Re: [fuse-devel] [PATCH 0/6] fuse: process direct IO asynchronously

[Date Prev][Date Next][Thread Prev][Thread Next][Date Index][Thread Index]

 



Hi Brian,

Existing fuse implementation always processes direct IO synchronously: it submits next request to userspace fuse only when previous is completed. This is suboptimal because: 1) libaio DIO works in blocking way; 2) userspace fuse can't achieve parallelism processing several requests simultaneously (e.g.
in case of distributed network storage); 3) userspace fuse can't merge
requests before passing it to actual storage.

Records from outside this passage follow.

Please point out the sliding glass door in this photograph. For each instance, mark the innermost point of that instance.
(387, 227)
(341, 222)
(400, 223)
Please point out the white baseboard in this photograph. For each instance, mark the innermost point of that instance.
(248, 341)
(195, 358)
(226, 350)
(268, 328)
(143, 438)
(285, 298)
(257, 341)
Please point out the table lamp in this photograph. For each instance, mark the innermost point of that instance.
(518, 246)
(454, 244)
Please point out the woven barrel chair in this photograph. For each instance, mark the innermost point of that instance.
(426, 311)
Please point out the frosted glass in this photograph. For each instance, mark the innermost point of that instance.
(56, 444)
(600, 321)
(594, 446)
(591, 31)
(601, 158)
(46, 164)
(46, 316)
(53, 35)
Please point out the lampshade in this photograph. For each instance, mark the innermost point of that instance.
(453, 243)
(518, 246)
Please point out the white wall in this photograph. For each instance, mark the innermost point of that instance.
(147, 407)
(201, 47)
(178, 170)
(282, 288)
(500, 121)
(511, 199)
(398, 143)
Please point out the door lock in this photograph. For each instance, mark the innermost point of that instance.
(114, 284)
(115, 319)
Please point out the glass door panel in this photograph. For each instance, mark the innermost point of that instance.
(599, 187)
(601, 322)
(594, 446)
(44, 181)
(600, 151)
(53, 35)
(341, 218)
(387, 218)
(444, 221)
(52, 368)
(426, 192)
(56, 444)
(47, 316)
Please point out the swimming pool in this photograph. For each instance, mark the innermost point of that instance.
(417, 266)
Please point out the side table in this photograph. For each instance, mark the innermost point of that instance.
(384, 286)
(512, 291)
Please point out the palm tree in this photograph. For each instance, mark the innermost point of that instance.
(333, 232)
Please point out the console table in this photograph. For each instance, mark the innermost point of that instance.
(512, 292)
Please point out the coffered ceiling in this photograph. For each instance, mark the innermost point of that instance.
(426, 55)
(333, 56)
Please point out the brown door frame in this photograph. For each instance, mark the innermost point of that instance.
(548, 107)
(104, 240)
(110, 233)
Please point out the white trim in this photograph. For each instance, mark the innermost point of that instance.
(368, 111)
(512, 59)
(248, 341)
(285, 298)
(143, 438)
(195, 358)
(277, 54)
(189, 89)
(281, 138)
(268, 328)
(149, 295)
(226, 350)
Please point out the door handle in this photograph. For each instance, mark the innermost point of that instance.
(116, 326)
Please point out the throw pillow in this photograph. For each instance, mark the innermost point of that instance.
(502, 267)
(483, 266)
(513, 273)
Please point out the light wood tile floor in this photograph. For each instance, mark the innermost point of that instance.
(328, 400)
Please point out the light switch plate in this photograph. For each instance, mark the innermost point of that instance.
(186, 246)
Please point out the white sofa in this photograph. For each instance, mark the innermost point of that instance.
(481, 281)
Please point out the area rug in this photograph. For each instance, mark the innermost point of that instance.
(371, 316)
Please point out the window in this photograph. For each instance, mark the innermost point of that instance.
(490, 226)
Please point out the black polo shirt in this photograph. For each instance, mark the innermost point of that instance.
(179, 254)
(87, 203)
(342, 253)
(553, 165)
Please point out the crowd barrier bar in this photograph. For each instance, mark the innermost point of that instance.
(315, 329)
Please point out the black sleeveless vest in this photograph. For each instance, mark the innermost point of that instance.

The idea of the patch-set is to submit fuse requests in non-blocking way
(where it's possible) and either return -EIOCBQUEUED or wait for their
completion synchronously. The patch-set to be applied on top of for-next of
Miklos' git repo.

To estimate performance improvement I used slightly modified fusexmp over tmpfs (clearing O_DIRECT bit from fi->flags in xmp_open). For synchronous
operations I used 'dd' like this:

dd of=/dev/null if=/fuse/mnt/file bs=2M count=256 iflag=direct
dd if=/dev/zero of=/fuse/mnt/file bs=2M count=256 oflag=direct conv=notrunc

For AIO I used 'aio-stress' like this:

aio-stress -s 512 -a 4 -b 1 -c 1 -O -o 1 /fuse/mnt/file
aio-stress -s 512 -a 4 -b 1 -c 1 -O -o 0 /fuse/mnt/file

The throughput on some commodity (rather feeble) server was (in MB/sec):

              original / patched

dd reads:    ~322     / ~382
dd writes:   ~277     / ~288

aio reads:   ~380     / ~459
aio writes:  ~319     / ~353


Thanks for posting this, first of all. I was reading through the code
and found some of the logic a bit hard to follow, particularly due to
controlling the behavior of underlying read/write functions based on the
'async' kiocb. For example: conditionally updating inode size in a
couple different places; submitting sync requests async and waiting on
them (causing the need to duplicate the update size call); and the
existence of a kiocb called 'async' (when a kiocb can be either sync or
async).

Anyways, I couldn't quite put my finger on how to potentially clean that
up without messing around with the code, so I've inlined the diff that I
came up with that (IMO) cleans things up a bit. This should apply on top
of your set and makes the following tweaks:

- Always pass a kiocb down through __fuse_direct_write()/read() (instead
of struct file).
- Trigger the "async" behavior in fuse_direct_io() and
fuse_send_read/write() based on the sync/async nature of the kiocb. This
means that sync requests and async requests are sent as such based on
the nature of the kiocb (as opposed to whether a kiocb exists).
- Update the various other callers of __fuse_direct_write()/read and
fuse_direct_io() to create and pass a sync kiocb where necessary.
- Use the same approach in fuse_direct_IO() to turn an extending, async
write into a sync write.

The tradeoff with this approach is that we slightly uglify the callers
that have to now create a sync kiocb. That said, I think some of those
codepaths (i.e., fuse_file_aio_write()->fuse_perform_write()->...) could
now just pass the kiocb from the vfs straight down. Thoughts?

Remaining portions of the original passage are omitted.